Senecio articulatus
(or not, it’s complicated…)
Senecio articulatus — or dancing tomato worms?
If you've ever wanted a houseplant that practically takes care of itself in summer, meet Senecio articulatus, the tomato worm plant (or sausage plant, candle plant, hot dog cactus…the list goes on). It spends the warm months quietly resting, then wakes back up just as the rest of the garden is winding down. Add in its sculptural, segmented stems, and you've got one of the coolest weirdos we have in the greenhouse.
Care:
Light
Bright light with some direct sun is ideal. Indoors, aim for at least 4–6 hours of good light daily.
Water
During its active season (roughly October through April), use the soak-and-dry method: water thoroughly, then let the soil dry out completely before watering again. In summer, when it's resting, back way off. Overwatering during dormancy is the most common way to lose this one.
Soil
Well-draining is non-negotiable. A quality cactus/succulent mix with extra perlite added works well. This plant does not want to sit in anything that holds moisture.
Pro-tip
In summer, the leaves may drop, and the stems may look a little sparse—don't panic. That's the plant doing what it's supposed to do. New leaves and occasionally small white flowers emerge as temperatures cool. The flowers are modest (no showy petals), but the structural stems carry the show year-round.
Pet Safety
Senecio articulatus is toxic to dogs, cats, and humans and should be kept out of reach of pets and small children.
Get Nerdy with Cara
Senecio articulatus breaks a rule most houseplants follow: it goes dormant in summer and wakes up in winter. Come fall, when temperatures ease and light shifts, it stirs back to life, leaves emerge, and occasionally it flowers.
The plant originates from South Africa's Cape region, where its native habitat follows a climate rhythm that's essentially the inverse of what we experience here in Michigan. You can move a plant to Plymouth, but you can't talk it out of its schedule — or however that goes.

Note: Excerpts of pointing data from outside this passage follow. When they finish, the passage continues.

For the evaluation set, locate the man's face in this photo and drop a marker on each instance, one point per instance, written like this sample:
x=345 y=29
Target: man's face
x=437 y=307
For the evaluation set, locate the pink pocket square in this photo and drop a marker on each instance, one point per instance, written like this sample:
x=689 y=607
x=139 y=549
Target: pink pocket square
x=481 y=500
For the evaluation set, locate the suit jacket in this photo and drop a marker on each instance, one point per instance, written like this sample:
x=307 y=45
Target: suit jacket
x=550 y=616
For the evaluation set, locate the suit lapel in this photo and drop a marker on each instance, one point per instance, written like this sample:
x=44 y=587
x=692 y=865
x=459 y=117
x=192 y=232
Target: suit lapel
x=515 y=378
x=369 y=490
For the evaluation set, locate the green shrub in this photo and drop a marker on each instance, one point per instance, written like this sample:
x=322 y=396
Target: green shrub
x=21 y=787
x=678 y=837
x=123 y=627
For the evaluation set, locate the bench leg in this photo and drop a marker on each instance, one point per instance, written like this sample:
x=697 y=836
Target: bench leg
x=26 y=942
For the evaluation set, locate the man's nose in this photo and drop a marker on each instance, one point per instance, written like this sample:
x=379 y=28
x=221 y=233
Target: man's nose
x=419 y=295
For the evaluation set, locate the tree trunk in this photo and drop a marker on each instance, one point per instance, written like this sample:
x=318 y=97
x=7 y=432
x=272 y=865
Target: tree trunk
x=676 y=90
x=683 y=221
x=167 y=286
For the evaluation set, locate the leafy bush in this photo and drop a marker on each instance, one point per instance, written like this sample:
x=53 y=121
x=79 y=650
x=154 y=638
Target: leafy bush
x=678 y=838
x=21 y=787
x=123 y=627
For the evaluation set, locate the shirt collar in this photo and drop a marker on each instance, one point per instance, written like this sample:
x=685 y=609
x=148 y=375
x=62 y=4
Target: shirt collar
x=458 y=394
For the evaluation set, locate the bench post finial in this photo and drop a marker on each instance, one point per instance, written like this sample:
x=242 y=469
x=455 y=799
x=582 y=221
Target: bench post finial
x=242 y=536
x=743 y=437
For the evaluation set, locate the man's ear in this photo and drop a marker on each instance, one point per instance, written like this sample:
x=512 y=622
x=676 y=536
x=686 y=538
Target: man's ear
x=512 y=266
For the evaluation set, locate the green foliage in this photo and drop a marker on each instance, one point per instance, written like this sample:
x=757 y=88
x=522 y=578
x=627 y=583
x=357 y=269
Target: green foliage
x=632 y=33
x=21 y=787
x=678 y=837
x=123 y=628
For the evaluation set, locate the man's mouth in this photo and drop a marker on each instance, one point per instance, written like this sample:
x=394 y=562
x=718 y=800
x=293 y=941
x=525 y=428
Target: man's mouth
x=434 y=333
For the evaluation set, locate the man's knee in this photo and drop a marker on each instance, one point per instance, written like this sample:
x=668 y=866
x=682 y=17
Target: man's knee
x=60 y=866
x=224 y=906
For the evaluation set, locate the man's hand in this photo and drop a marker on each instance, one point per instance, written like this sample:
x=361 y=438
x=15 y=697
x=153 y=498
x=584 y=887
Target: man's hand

The flowers, when they do appear, are worth noting. The tomato worm plant is in the Asteraceae family ( the daisy family), which has composite flower heads. But S. articulatus skips the showy outer ring of ray florets (the things we often call petals on a daisy) entirely. What you get is a tight cluster of tiny disc florets on a long stem. They're white, fragrant in a way that pollinators appreciate— and humans, well, less so. The stems and leaves are the real lookers on this guy.
Then there's the naming. Botanists have been arguing about where to put this plant since Linnaeus described it as Cacalia articulata in 1781. It was shuffled into Kleinia in 1812, moved to Senecio in 1845, reclassified into Curio in 1997, and then, following a 2017 genetic analysis, given its own entirely new monotypic genus: Baculellum. A monotypic genus means it's so distinct that it gets to be the only member of its group. It diverged early enough from its relatives that it doesn't really fit anywhere else. So, although you will mostly see it as Senecio articulatus is, technically, Baculellum articulatum, though that name hasn't caught up yet, and may not for a while.